The images for "Pale Blue Dot" - part of a composite - were taken 3.75 billion miles away.
On December 5th, 2017, New Horizons turned its Long Range Reconnaissance Imager (LORRI) to the galactic open star cluster known as the "Wishing Well" and took a shot.
'And now, we've been able to make images farther from Earth than any spacecraft in history'.
While en route to the Kuiper Belt and just two hours after taking the record-breaking routine calibration frame of the "Wishing Well", the spacecraft broke its own record by capturing images of the KBOs 2012 HZ84 and 2012 HE85. NASA says mission controllers will "bring the spacecraft out of its electronic slumber" this coming summer in anticipation of its next major close encounter, with an object known as 2014 MU69 on January 1, 2019. The false-color images of two of the observed objects - 2012 HZ84 and 2012 HE85 - are the farthest from Earth ever captured by a spacecraft.
Voyager 1's cameras were turned off shortly after that portrait, leaving its distance record unchallenged for more than 27 years.
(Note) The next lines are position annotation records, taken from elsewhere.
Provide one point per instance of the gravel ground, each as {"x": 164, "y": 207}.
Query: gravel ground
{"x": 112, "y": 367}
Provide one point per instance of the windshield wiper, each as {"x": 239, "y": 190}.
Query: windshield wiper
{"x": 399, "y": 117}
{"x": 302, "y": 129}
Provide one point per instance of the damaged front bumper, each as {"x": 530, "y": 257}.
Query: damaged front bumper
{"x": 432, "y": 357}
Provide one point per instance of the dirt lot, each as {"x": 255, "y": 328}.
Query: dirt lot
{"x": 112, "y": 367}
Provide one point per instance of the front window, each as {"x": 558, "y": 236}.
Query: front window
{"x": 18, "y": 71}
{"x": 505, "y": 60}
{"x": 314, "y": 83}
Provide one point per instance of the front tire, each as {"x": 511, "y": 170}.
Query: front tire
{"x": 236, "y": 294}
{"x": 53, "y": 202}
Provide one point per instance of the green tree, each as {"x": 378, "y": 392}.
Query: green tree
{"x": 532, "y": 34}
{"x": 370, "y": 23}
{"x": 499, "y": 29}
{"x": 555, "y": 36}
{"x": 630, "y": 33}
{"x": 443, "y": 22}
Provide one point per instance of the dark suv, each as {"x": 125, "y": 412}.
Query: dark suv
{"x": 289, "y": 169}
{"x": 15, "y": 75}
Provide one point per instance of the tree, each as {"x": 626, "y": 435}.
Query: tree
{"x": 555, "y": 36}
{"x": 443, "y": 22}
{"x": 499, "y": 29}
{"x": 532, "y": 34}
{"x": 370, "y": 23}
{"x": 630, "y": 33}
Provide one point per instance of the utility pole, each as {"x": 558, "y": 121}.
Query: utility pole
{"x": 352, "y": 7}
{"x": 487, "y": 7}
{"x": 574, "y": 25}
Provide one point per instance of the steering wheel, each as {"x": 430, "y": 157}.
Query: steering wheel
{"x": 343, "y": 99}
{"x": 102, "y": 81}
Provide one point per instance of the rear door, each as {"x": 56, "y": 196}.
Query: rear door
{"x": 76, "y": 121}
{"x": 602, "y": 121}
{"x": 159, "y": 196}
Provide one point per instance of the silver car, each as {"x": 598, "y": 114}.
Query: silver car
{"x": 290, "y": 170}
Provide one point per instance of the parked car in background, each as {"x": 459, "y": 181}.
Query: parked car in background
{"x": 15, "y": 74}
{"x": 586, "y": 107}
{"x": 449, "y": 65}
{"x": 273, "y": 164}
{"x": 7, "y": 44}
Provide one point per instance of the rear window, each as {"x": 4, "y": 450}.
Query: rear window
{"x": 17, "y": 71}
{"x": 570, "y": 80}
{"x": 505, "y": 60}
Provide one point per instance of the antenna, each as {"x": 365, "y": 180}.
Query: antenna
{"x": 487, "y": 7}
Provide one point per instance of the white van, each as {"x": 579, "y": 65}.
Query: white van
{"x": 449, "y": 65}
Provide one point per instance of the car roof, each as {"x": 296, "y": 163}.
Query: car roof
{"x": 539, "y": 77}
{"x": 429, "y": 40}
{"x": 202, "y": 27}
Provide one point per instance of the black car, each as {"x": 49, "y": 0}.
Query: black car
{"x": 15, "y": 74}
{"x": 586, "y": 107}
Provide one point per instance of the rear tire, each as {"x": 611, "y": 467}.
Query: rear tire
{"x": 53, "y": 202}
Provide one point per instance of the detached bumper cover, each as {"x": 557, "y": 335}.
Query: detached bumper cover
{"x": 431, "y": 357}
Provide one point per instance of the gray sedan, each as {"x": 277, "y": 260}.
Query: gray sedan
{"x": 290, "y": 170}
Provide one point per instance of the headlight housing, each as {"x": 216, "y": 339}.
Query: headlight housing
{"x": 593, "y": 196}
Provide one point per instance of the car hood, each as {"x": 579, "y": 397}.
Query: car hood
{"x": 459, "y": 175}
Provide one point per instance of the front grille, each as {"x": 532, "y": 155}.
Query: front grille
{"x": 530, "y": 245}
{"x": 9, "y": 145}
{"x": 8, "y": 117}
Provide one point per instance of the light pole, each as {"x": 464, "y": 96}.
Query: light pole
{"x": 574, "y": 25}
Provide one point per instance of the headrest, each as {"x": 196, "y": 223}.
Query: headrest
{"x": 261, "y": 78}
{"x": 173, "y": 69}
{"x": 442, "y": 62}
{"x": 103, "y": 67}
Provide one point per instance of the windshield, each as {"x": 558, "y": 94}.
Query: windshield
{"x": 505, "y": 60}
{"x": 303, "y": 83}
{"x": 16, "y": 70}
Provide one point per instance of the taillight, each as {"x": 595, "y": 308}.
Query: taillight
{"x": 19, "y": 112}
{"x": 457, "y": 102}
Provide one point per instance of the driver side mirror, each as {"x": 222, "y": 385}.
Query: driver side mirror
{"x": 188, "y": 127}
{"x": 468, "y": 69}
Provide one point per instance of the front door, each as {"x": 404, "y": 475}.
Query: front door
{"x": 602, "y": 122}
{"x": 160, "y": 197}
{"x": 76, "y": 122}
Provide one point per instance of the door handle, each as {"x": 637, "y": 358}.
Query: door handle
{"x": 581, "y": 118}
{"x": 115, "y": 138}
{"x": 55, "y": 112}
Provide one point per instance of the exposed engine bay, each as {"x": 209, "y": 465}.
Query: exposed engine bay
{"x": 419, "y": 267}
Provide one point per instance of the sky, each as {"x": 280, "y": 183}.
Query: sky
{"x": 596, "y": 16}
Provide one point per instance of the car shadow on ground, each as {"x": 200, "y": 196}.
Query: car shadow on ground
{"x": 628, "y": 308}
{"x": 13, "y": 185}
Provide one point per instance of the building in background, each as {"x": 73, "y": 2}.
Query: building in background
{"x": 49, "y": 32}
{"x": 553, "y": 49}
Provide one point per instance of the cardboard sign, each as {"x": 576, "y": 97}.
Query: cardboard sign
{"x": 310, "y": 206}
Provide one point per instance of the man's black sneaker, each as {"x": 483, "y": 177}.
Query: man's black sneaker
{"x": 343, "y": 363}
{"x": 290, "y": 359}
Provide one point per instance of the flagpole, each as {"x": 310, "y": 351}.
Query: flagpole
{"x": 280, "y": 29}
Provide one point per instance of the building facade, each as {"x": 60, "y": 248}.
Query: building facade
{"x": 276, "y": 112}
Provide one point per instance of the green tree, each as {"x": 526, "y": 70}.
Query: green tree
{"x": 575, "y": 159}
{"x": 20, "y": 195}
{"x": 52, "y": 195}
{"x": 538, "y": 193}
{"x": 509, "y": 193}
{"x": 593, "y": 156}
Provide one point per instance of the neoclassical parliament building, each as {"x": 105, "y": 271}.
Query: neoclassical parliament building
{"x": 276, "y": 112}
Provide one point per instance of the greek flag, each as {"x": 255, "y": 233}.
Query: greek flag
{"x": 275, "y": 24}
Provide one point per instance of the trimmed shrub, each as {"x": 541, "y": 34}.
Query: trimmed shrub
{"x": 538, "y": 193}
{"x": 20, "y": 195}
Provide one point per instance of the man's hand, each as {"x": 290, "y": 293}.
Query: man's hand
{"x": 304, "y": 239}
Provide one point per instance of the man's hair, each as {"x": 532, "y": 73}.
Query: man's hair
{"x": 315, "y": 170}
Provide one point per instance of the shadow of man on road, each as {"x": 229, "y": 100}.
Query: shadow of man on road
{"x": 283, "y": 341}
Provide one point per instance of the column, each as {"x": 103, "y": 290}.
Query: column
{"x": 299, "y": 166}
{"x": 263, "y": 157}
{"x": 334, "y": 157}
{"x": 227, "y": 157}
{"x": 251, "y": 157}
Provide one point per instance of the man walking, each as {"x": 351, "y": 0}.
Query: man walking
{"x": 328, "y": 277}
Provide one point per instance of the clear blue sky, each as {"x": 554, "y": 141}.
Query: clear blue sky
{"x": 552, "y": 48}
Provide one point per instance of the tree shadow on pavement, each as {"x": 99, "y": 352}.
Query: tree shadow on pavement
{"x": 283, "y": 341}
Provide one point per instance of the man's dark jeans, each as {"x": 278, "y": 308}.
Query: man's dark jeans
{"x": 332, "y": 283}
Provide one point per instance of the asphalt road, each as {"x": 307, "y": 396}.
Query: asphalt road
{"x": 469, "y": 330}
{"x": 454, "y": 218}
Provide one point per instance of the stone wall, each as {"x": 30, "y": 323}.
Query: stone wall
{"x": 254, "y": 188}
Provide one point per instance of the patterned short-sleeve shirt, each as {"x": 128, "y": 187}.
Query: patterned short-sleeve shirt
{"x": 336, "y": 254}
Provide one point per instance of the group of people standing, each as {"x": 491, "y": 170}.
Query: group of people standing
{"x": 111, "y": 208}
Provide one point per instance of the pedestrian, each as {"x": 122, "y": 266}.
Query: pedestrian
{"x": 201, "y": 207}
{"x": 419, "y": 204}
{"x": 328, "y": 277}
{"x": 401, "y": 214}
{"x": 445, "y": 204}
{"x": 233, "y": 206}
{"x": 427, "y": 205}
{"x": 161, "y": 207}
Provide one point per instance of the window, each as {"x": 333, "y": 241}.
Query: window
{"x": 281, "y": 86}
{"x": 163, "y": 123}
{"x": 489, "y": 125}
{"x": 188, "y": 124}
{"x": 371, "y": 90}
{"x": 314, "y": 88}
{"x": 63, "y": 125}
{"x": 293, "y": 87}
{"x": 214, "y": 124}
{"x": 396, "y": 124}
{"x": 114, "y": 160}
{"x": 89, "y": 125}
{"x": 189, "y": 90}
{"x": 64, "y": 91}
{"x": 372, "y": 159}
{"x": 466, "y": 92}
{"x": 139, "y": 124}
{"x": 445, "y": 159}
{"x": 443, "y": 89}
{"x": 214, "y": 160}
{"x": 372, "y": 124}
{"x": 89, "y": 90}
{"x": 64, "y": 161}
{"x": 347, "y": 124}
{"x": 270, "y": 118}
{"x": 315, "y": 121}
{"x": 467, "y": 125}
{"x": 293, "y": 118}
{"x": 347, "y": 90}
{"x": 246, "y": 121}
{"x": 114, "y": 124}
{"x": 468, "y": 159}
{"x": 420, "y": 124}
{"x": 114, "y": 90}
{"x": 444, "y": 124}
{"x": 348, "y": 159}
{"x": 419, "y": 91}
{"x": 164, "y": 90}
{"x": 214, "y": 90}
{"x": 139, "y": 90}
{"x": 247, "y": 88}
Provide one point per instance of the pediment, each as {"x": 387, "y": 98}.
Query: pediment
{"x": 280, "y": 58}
NASA released the images this week.
"New Horizons just couldn't be better...we're bearing down on our flyby target", said lead scientist Alan Stern of the Southwest Research Institute in Boulder, Colorado. These efforts could reveal much about the formation and evolution of the Solar System, and are setting records that are not likely to be broken for many more decades!
Artist's impression of New Horizons encountering a Pluto-like object in the distant Kuiper Belt.
NASA's New Horizons spacecraft is making history again, this time one-upping the legendary Voyager 1.
Flight controllers at the lab will awaken the spacecraft in June (it's now in electronic hibernation) and start getting it ready for the flyby.
Getting the images to Earth is no easy task. But they're arguably among the most wonderful photographic images ever. Now, it's zipping along at more than 700,000 miles (1.1 million kilometers) each day - moving farther and farther out into our solar system. Besides analyzing MU69, New Horizons will also make observations of a dozen other objects including dwarf planets and "Centaurs", or objects with unstable orbits that float around in the Kuiper Belt.